— Я не понимаю тебя, — покачал головой патриарх. — Как твоя прабабка оказалась виновной во всем этом?
— Она подбила прадеда на дурные реформы. Например, вместо совершенно бестолкового поместного ополчения у нас была бы кавалерия не хуже польских крылатых гусар. Или ты не знаешь, кто разбил Мамая на Куликовом поле? Княжеские да боярские дружины! По своему снаряжению, лошадям, выучке и приемам боя они были на уровне крылатых гусар. А возможно, и выше. Но мы похерили их всецело. И перешли к бестолковой кавалерии, организованной по древнему византийскому образцу, устаревшему на множество веков… Да что и говорить об этом, если Карл Мартер привел на битву с арабами при Пуатье войско, организованное таким же образом? Почти тысячу лет назад…
— И только это? — хмуря лоб, поинтересовался Иов.
— Отнюдь. Это только один из эпизодов. Поражение в Ливонской войне и последующий тяжелый кризис не стали неожиданностью. Но прямым следствием того, какой дорогой мы шли. Все мы. И особенно бояре… ненавижу их. Они настолько прогнили и деградировали, что вызывают у меня только омерзение.
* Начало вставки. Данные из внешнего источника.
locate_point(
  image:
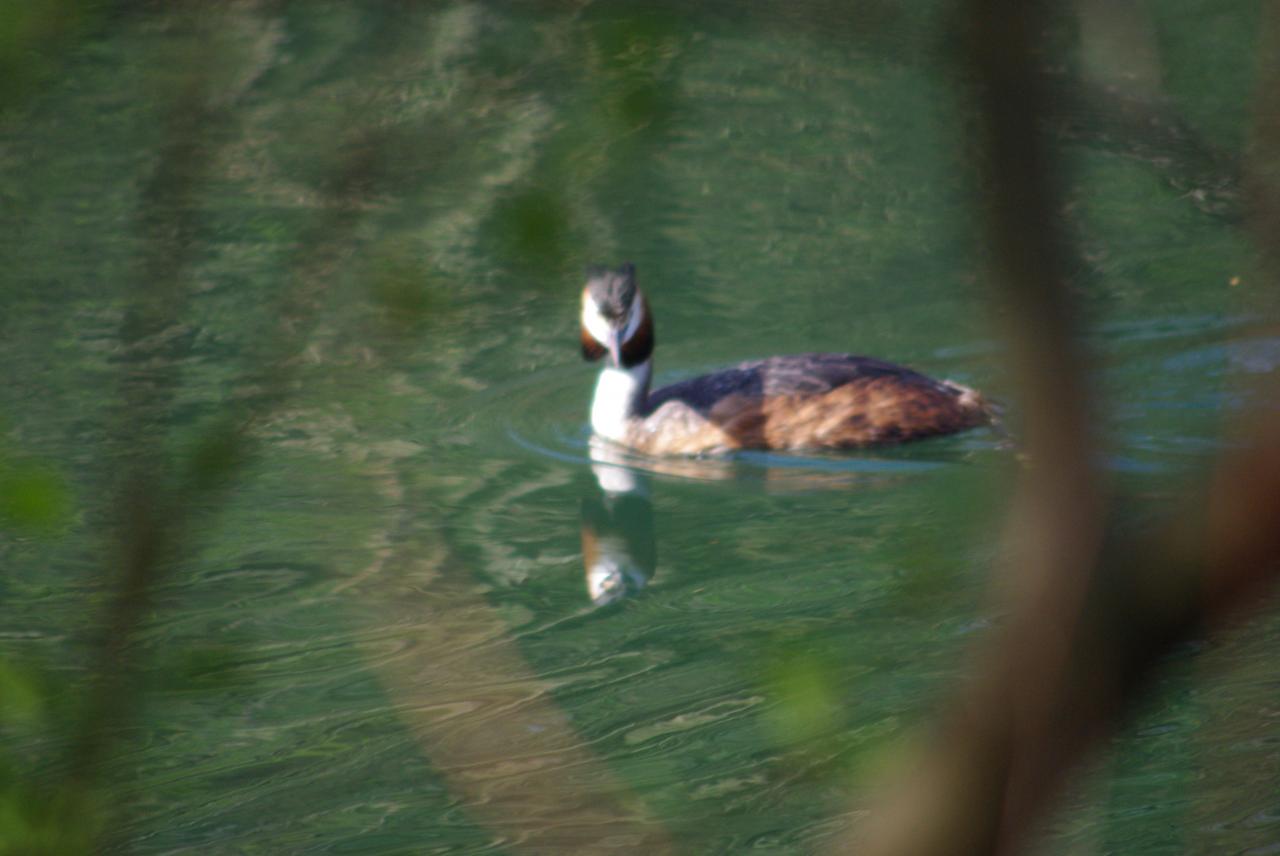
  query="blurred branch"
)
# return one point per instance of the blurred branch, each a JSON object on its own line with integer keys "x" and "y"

Люди и так после всей этой катастрофы жили кошмарно. Сильно голодали. Так эта дрянь бросилась из них последние соки сосать, усугубляя и без того чудовищное положение дел, вгоняя державу в полное и окончательное расстройство! Ненавижу. Ненавижу! НЕНАВИЖУ!!! Твари! Безмозглые твари! Они не понимают, что любая держава стоит на плечах своих пахарей и ремесленников. И чем крепче эти плечи, тем благополучнее держава. И, в том числе, они. А они в своей безумной жадности готовы были все по миру пустить!
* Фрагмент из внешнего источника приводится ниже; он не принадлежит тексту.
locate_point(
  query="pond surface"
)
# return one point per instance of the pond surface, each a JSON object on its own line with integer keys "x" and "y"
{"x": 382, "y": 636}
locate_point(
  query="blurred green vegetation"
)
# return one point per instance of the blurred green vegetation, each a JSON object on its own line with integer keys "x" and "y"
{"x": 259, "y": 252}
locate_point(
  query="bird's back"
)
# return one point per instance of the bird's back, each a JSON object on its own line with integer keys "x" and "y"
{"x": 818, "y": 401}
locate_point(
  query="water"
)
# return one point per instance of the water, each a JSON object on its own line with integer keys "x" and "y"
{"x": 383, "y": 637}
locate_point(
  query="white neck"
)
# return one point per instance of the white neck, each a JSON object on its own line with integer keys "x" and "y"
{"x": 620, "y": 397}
— Государь, — вкрадчиво произнес иезуит, несколько потрясенный такими словами, — мы хотели бы помочь в твоем деле, но не понимаем замысла. Не мог бы ты нам его объяснить?
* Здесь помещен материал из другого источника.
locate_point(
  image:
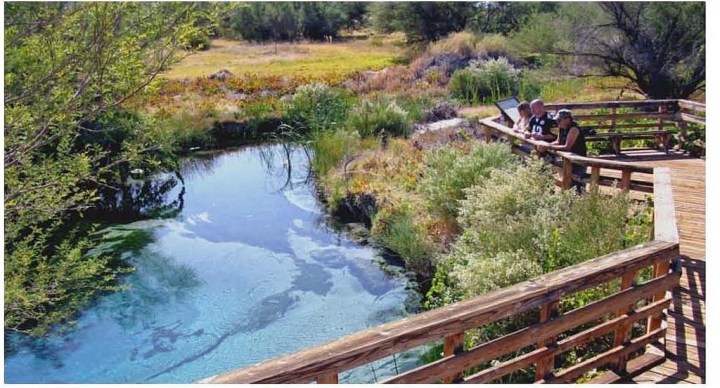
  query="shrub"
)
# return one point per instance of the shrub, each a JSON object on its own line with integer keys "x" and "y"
{"x": 440, "y": 111}
{"x": 317, "y": 107}
{"x": 46, "y": 285}
{"x": 330, "y": 148}
{"x": 485, "y": 81}
{"x": 494, "y": 46}
{"x": 448, "y": 172}
{"x": 459, "y": 43}
{"x": 517, "y": 225}
{"x": 396, "y": 229}
{"x": 380, "y": 118}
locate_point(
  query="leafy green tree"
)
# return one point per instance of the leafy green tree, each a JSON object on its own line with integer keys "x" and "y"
{"x": 658, "y": 46}
{"x": 422, "y": 21}
{"x": 69, "y": 70}
{"x": 503, "y": 17}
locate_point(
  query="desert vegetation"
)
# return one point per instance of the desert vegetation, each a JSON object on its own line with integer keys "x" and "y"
{"x": 96, "y": 90}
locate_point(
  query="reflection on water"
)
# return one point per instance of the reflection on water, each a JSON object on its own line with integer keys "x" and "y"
{"x": 244, "y": 270}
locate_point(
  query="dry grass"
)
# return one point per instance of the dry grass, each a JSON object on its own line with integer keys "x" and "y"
{"x": 286, "y": 59}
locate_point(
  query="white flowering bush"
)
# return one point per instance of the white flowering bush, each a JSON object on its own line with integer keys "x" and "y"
{"x": 449, "y": 171}
{"x": 485, "y": 81}
{"x": 517, "y": 225}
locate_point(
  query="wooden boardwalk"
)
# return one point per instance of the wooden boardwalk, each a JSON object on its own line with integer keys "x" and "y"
{"x": 685, "y": 341}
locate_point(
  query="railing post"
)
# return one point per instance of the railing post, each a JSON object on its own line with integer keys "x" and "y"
{"x": 623, "y": 333}
{"x": 453, "y": 345}
{"x": 328, "y": 379}
{"x": 567, "y": 174}
{"x": 625, "y": 182}
{"x": 661, "y": 121}
{"x": 594, "y": 177}
{"x": 544, "y": 366}
{"x": 659, "y": 269}
{"x": 488, "y": 133}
— Быть может, вы не понимаете замысла, потому что так и задумывалось?
— Но…
— Серьезно, — перебила его Марина. — Почему Дмитрий должен вам доверять?
— Но тебе он доверяет? — лукаво поинтересовался Муцио.
— Доверяет, — усмехнулась государыня, — но лишь потому, что, если умрет он, за ним следом последую и я. Мне не выгодно его предавать. А вам?
— Я лишь пекусь о благополучии державы, — возразил Иов, разведя руками.
— Верю, — охотно согласился Дмитрий. — Но что будет, если ты поймешь: наши взгляды в этом вопросе разошлись?
— Постараюсь тебя переубедить.
— А если я не поддамся уговорам?
— Я… не знаю, — как-то подавленно ответил Иов. — Наверное, продолжу свои попытки.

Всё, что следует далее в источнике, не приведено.